I’m loath to say there’s any “right” way to watch TV, especially when we’re spoiled for choice and options for watching. The person who watched the first four and a half seasons of Breaking Bad on Netflix leading up to the final eight episodes didn’t have any more or less “authentic” experience than someone who watched those episodes weekly over the course of a half-decade. I’ve heard compelling arguments on both sides about which is “better” (whatever the hell that means). While I’m a firm believer in watching shows you love as close to the original air date as possible out of basic principle, I also know there’s literally no way to pull that off in execution, especially when you don’t know you’d love the show once you finally caught up with it.
Both Brockmire and Netflix’s GLOW put to rest the notion that you need a lot of episodes, if not an entire season, to really start telling its story in compelling fashion. About five minutes into the pilot, I knew I’d watch every episode, and in quick fashion. Indeed, I plowed through all eight episodes (currently available On Demand) in two sessions. I couldn’t quite put my finger on what was so appealing about it, even though the obvious reasons (great lead performance, command of tone, great sense of place even on a small budget, one of the best ratios of jokes-to-laughs I can recall) were always there. About halfway through the season, it clicked for me:
Brockmire was the live-action BoJack Horseman that I didn’t know I needed.
Bojack is another show to which I came late to the table: I didn’t start watching until Season Two, after crowdsourcing suggested it would be something up my alley. That show hit me like a ton of bricks, and while I’m not suggesting in any way that Brockmire stole anything from BoJack, I am suggesting that there should be an almost complete overlap on the Venn diagram for people who like one and would also like the other. A person in the public eye who has fallen from grace? Check. A person who is seemingly unlikeable who has a damaged childhood that explains if doesn’t excuse his current behavior? Check. Comedy so dark it’s occasionally difficult to watch because the abyss is too much to handle? Check.
Even though the entire season has finished at this point, I think it’s a show best experienced by knowing as little as possible about it. It might look like a crass show about a washed-up baseball announcer, but baseball really has very little to do with what makes the show special. As with all great TV shows (comedy or drama, bucked from which Jim liberally and often equally borrows), the setting is just a vehicle to hook people into topics that aren’t sellable in a thirty-second soundbite. How many terrible things can you do before you’re no longer allowed a chance at happiness? Is success inherently a zero-sum game or can you share it with others? When wealth is concentrated, what happens to the majority far from that center point?
These are NOT questions you expect raised in a show that also deploys the best Loggins and Messina joke in the history of Loggins and Messina jokes. (There’s a long, proud history there. You just have to trust me. No, don’t Google it. It’s fine.) If you want to simply watch Hank Azaria pull off some of the craziest punchlines you’ve ever heard, you can totally do so. But you can always watch Amanda Peet continue the incredible work she did on HBO’s Togetherness as the owner of the minor league team that employs Jim Brockmire. Peet is once again able to tap into reservoirs of deep pain as Jules James, a woman who has a sneaking suspicion she’s fighting a losing battle, but nevertheless savors what small victories she can achieve. Brockmire gets the title role, but Jules is the anchor.

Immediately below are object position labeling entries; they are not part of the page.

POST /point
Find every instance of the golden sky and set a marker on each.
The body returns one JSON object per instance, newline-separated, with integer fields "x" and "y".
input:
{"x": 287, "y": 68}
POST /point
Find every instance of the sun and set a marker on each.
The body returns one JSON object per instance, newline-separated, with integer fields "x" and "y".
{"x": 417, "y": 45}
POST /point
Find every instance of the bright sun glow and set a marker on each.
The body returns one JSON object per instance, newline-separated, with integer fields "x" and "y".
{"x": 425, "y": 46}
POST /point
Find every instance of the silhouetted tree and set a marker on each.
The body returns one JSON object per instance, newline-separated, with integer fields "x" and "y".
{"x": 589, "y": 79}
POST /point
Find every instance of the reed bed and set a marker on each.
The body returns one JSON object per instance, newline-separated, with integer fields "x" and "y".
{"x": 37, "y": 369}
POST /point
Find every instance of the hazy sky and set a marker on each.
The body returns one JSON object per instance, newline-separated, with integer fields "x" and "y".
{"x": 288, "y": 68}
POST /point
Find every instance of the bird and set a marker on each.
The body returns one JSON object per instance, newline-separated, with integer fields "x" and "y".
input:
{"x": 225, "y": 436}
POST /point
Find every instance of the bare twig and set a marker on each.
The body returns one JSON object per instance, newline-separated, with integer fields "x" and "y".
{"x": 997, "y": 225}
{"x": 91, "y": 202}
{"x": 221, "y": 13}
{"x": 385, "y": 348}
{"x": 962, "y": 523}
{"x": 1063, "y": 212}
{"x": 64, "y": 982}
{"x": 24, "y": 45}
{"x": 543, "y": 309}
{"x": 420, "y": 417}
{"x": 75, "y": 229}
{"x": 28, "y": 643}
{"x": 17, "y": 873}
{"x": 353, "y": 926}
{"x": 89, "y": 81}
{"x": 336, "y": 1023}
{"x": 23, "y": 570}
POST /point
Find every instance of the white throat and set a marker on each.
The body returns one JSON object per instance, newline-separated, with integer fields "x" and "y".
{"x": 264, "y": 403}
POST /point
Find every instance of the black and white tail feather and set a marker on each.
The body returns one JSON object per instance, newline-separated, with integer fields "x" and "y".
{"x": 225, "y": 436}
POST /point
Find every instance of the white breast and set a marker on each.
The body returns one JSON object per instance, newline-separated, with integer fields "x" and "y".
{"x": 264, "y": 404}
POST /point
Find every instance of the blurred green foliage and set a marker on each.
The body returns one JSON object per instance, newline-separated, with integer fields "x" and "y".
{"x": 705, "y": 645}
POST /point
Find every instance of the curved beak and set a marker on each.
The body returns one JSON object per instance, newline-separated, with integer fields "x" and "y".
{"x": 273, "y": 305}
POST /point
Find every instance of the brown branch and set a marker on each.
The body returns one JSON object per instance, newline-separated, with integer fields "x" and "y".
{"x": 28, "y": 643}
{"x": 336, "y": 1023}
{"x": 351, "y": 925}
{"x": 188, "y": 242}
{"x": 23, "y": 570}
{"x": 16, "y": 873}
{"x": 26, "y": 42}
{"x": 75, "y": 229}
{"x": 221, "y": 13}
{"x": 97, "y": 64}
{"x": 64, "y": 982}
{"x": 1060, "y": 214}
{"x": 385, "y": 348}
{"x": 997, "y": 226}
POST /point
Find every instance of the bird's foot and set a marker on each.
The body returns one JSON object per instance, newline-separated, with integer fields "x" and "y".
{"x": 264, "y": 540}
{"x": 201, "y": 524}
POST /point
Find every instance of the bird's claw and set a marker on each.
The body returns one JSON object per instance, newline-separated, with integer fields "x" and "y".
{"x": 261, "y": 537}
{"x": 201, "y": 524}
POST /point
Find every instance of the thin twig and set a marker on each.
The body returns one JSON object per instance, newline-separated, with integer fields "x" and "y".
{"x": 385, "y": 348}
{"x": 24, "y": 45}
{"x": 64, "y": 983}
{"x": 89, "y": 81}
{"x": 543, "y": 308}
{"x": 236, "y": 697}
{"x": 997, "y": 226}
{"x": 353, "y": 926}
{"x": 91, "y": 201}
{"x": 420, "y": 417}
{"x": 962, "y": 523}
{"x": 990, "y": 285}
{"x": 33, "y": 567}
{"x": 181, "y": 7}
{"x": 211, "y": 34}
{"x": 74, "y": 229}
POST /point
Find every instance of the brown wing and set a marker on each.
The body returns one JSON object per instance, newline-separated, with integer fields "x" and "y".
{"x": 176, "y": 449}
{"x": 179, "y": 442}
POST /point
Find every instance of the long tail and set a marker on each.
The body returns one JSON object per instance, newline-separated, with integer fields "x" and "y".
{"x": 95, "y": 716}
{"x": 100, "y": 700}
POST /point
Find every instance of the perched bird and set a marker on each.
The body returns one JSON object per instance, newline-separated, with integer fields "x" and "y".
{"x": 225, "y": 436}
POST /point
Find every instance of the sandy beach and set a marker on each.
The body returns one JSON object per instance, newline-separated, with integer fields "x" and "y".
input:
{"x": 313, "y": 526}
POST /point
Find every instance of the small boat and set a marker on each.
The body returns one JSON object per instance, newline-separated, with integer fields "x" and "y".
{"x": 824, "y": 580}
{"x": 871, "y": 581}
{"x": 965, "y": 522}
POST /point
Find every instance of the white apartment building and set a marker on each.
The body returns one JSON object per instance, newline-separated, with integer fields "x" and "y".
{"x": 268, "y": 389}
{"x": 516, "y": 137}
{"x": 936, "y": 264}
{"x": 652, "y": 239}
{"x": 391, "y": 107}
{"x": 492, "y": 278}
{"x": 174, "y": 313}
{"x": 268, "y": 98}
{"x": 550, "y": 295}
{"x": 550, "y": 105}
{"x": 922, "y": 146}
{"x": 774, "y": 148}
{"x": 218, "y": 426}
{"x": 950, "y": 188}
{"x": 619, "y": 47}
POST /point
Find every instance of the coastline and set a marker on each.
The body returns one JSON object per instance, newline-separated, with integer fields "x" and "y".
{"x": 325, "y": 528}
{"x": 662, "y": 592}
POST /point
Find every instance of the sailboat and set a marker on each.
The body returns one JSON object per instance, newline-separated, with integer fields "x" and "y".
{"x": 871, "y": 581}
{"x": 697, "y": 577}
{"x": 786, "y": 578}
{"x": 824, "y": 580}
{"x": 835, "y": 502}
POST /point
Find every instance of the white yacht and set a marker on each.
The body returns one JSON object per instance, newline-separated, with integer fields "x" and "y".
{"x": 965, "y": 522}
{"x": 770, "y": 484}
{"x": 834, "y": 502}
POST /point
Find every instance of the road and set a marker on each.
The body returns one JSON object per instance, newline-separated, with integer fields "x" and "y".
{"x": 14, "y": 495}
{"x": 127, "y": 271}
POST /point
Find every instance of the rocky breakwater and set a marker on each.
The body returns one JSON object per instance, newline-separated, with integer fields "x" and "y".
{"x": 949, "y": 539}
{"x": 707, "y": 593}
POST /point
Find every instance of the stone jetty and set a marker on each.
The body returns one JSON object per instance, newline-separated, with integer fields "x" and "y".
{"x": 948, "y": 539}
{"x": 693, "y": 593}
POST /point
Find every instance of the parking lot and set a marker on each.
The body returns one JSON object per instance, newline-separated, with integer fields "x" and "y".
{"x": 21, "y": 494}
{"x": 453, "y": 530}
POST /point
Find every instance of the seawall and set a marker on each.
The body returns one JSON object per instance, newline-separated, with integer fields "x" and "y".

The “comedy of the losing battle” takes a realistic look at life but never lets that be a reason for people to consistently give into despair. There’s courage there that you don’t find in purely nihilistic programming. Neither Jim nor Jules has any reason to have any hope for happiness, and yet they find slivers of possibility when in each other’s sphere. A more proper comedy would assure us that things will work out by the season finale. In the world of Brockmire, such guarantees are not baked in, which makes their moments of tenderness and compassion all the more meaningful. While there is a definitive structure to the season, it never quite goes where you expect, which makes the end point that much more potent.
Saying more would risk spoiling more than I may have already done. In the summer months, there are still far too many shows to watch, but Brockmire is something you could easily watch in two nights, and those might be two of the best you have until the Fall.